A downside of :class:`.BulkDimension` is that it caches the entire dimension in
memory. If the dimension can be bulk loaded but is too large to cache in memory
:class:`.CachedBulkDimension` should be used instead of :class:`.BulkDimension`.


CachedBulkDimension
-------------------
:class:`.CachedBulkDimension` is very similar to :class:`.BulkDimension` and is
also intended for bulk loading a dimension, so only their differences are
described here. Unlike :class:`.BulkDimension` the size of
:class:`.CachedBulkDimension` cache is limited by the parameter
:attr:`cachesize`. This allows it to be used with a dataset too large to be
cached entirely in memory. The trade-off is that
:meth:`.CachedBulkDimension.lookup` and :meth:`.CachedBulkDimension.ensure`
sometimes have to lookup keys in the database instead of always using the cache.
However, the method :meth:`.CachedBulkDimension.getbykey` also no longer needs
to call :meth:`.CachedBulkDimension.endload` if :attr:`.cachefullrows` is not
enabled. This is because :class:`.CachedBulkDimension` caches the rows currently
in the file in a separate cache. All rows in the file are cached as there is no
guarantee that the cache storing rows from the database does not evict rows
currently in the file but not yet in the database when the cache is full, So an
additional cache is needed to ensure that :meth:`.CachedBulkDimension.lookup`
and :meth:`.CachedBulkDimension.getbykey` can locate rows before they are loaded
into the database. :meth:`.CachedBulkDimension.insert` caches rows in the file
cache, and only when the rows in the file are loaded into the database are they
moved to the database row cache, in which :meth:`.CachedBulkDimension.lookup`
also stores rows if the method had to query the database for them.

Due to the use of two caches, caching in :class:`.CachedBulkDimension` is
controlled by two parameters. The parameter :attr:`.cachesize` can be set to
control the size of the cache for rows loaded into the database, while the
parameter :attr:`.bulksize` controls the number of rows stored in the file
before the dimension bulk loads. As the rows in the file are all cached in a
separate cache, the memory consumption will change in correspondence to both of
these values.

.. note::
    If rows with matching :attr:`lookupatts` are passed to :meth:`insert`
    without bulk loading occurring between the calls, only the first row will be
    loaded into the dimension. All calls to :meth:`insert` after the first one
    will just return the key of the first row as it is stored in the file cache.

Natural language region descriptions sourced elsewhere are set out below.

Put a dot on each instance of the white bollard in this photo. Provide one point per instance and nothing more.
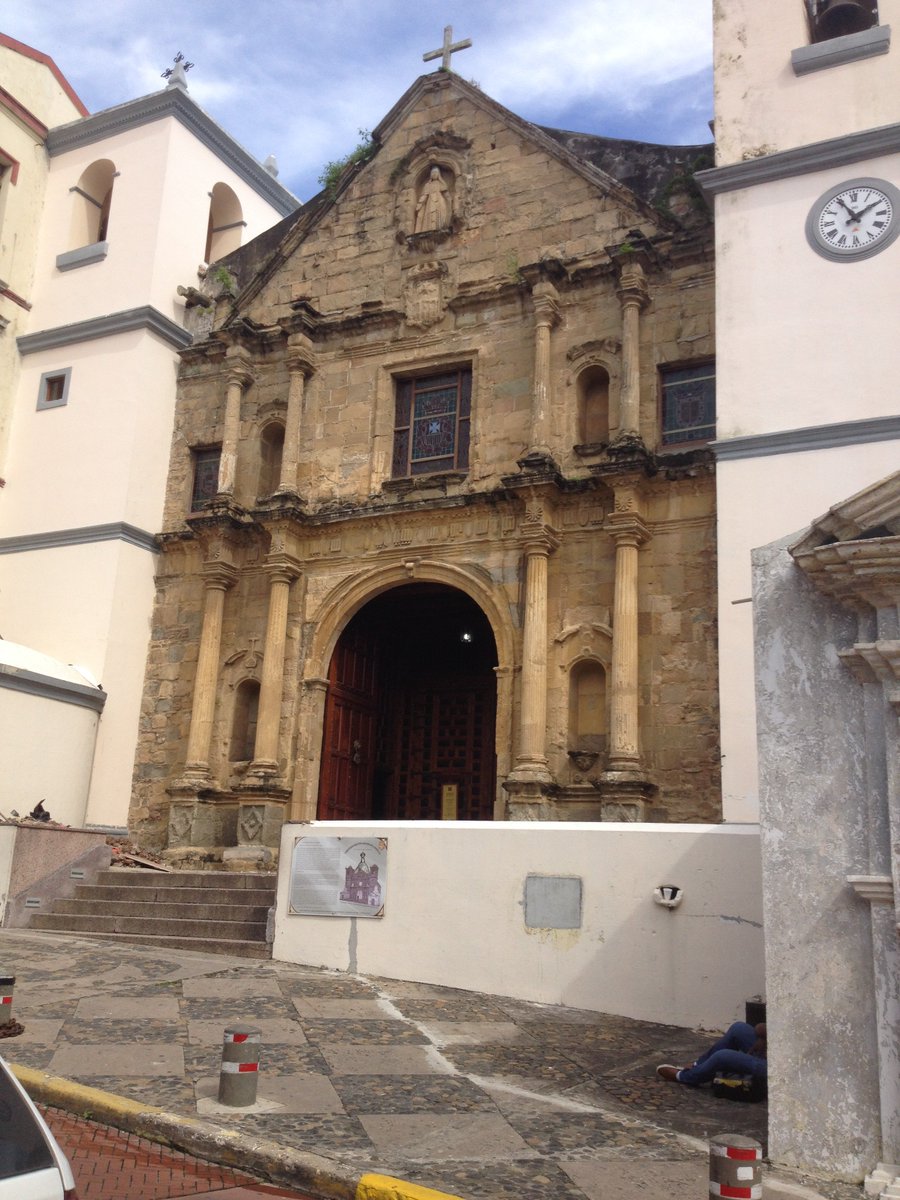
(240, 1067)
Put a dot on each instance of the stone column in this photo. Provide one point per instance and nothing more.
(282, 571)
(237, 379)
(628, 532)
(546, 315)
(532, 757)
(219, 579)
(634, 298)
(301, 366)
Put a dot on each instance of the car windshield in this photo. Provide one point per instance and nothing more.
(23, 1147)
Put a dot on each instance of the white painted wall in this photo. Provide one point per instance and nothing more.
(47, 749)
(761, 106)
(454, 916)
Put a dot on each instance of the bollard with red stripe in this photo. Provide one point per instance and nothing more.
(736, 1168)
(240, 1067)
(6, 984)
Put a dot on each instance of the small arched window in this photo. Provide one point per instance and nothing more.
(244, 721)
(271, 450)
(93, 198)
(588, 731)
(594, 406)
(226, 223)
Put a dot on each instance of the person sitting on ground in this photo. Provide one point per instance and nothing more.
(741, 1051)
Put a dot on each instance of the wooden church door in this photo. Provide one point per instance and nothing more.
(411, 712)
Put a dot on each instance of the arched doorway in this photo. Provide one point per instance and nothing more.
(411, 711)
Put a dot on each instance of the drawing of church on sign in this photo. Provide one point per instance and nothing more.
(361, 883)
(441, 508)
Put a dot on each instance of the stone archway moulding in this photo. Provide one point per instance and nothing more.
(334, 615)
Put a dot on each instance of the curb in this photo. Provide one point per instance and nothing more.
(321, 1176)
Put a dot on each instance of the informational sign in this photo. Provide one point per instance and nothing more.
(339, 876)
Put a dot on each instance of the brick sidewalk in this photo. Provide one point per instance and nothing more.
(113, 1165)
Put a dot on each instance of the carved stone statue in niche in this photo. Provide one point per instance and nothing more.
(433, 207)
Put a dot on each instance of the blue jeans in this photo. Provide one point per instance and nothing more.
(726, 1056)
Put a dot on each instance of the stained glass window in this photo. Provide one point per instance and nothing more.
(432, 424)
(689, 405)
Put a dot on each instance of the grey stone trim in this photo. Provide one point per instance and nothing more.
(174, 102)
(83, 256)
(802, 160)
(837, 51)
(817, 437)
(126, 322)
(35, 684)
(115, 531)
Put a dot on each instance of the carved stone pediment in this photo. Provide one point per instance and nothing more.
(424, 294)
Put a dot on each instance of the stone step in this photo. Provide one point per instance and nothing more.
(149, 894)
(147, 925)
(169, 906)
(241, 949)
(141, 877)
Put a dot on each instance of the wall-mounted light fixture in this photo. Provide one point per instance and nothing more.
(669, 895)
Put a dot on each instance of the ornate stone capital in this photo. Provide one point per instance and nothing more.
(301, 355)
(282, 568)
(546, 304)
(633, 291)
(219, 575)
(627, 528)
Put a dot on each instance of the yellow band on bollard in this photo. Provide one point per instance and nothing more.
(385, 1187)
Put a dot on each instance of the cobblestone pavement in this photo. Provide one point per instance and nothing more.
(113, 1165)
(479, 1096)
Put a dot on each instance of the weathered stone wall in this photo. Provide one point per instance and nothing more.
(372, 300)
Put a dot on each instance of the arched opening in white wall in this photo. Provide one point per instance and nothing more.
(226, 223)
(93, 197)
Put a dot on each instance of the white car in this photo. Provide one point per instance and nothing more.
(31, 1164)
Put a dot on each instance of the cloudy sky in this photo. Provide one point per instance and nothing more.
(299, 78)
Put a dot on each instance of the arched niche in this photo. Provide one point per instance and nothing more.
(226, 223)
(93, 196)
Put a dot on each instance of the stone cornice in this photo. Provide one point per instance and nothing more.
(84, 535)
(819, 437)
(177, 103)
(125, 322)
(802, 160)
(35, 684)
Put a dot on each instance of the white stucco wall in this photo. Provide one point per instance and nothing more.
(47, 750)
(762, 106)
(454, 916)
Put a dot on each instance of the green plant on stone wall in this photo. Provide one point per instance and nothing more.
(333, 171)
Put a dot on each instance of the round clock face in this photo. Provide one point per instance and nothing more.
(855, 220)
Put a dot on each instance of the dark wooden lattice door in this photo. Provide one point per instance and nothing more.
(444, 737)
(351, 730)
(411, 709)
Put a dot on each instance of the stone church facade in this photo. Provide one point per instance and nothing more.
(439, 529)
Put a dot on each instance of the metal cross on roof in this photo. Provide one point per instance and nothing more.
(179, 63)
(448, 48)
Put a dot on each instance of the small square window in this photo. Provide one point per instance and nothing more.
(205, 477)
(431, 431)
(53, 391)
(688, 403)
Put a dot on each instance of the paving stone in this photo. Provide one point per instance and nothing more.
(93, 1060)
(372, 1060)
(435, 1137)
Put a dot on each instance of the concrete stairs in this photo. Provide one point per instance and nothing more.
(215, 912)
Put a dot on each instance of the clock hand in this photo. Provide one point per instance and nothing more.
(873, 205)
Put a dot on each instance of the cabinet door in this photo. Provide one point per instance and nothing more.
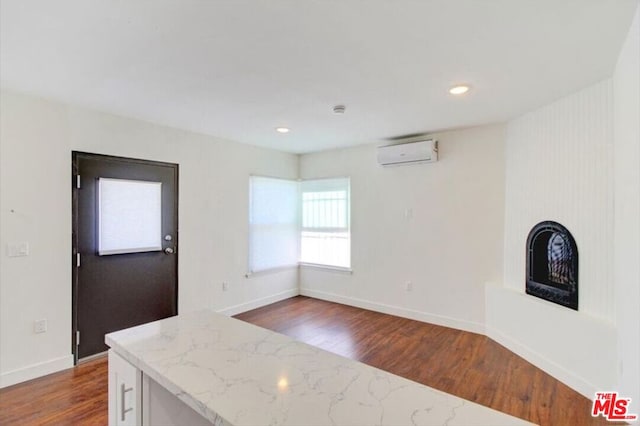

.. The space in the header is intentional so the two parts can fit in the toc

TypeOneSlowlyChanging Dimension
-------------------------------
:class:`.TypeOneSlowlyChangingDimension` allows the creation of a type 1 slowly
changing dimension. The dimension is based on :class:`.CachedDimension`, albeit
with a few differences. The primary difference between the two classes besides
the additional method :meth:`.TypeOneSlowlyChangingDimension.scdensure`, is that
:class:`.TypeOneSlowlyChangingDimension` always caches rows when they are
inserted. This is done to minimize the number of round trips to the database
needed for :meth:`.TypeOneSlowlyChangingDimension.scdensure` to increase its
throughput. The user must also specify the sequence of attributes to use for
looking up keys as :attr:`.lookupatts`, and can optionally specify the sequence
of type 1 slowly changing attributes :attr:`.type1atts`. If :attr:`.type1atts`
is not given it will default to all attributes minus :attr:`.lookupatts`. The
sequences :attr:`.lookupatts` and :attr:`.type1atts` must be disjoint and an
error will be raised if they are not. As caching is used to increase to speedup
lookups, it is assumed that the database does not change or add any attribute
values to the rows. For example, a default value set by RDBMS and automatic type
coercion can break this assumption.

.. code-block:: python

    import psycopg2
    import pygrametl
    from pygrametl.tables import TypeOneSlowlyChangingDimension

    # Input is a list of rows which in pygrametl is modeled as dicts
    products = [
	{'name': 'Calvin and Hobbes', 'category': 'Comic', 'price': '10'},
	{'name': 'Cake and Me', 'category': 'Cookbook', 'price': '15'},
	{'name': 'French Cooking', 'category': 'Cookbook', 'price': '50'},
	{'name': 'Calvin and Hobbes', 'category': 'Comic', 'price': '20'},
	{'name': 'Sushi', 'category': 'Cookbook', 'price': '30'},
	{'name': 'Nineteen Eighty-Four', 'category': 'Novel', 'price': '15'},
	{'name': 'The Lord of the Rings', 'category': 'Novel', 'price': '60'},
	{'name': 'Calvin and Hobbes', 'category': 'Comic', 'price': '10'}
    ]

    # The actual database connection is handled by a PEP 249 connection
    pgconn = psycopg2.connect("""host='localhost' dbname='dw' user='dwuser'
			      password='dwpass'""")

    # This ConnectionWrapper will be set as a default and is then implicitly
    # used, but it is stored in conn so transactions can be committed and the
    # connection closed
    conn = pygrametl.ConnectionWrapper(connection=pgconn)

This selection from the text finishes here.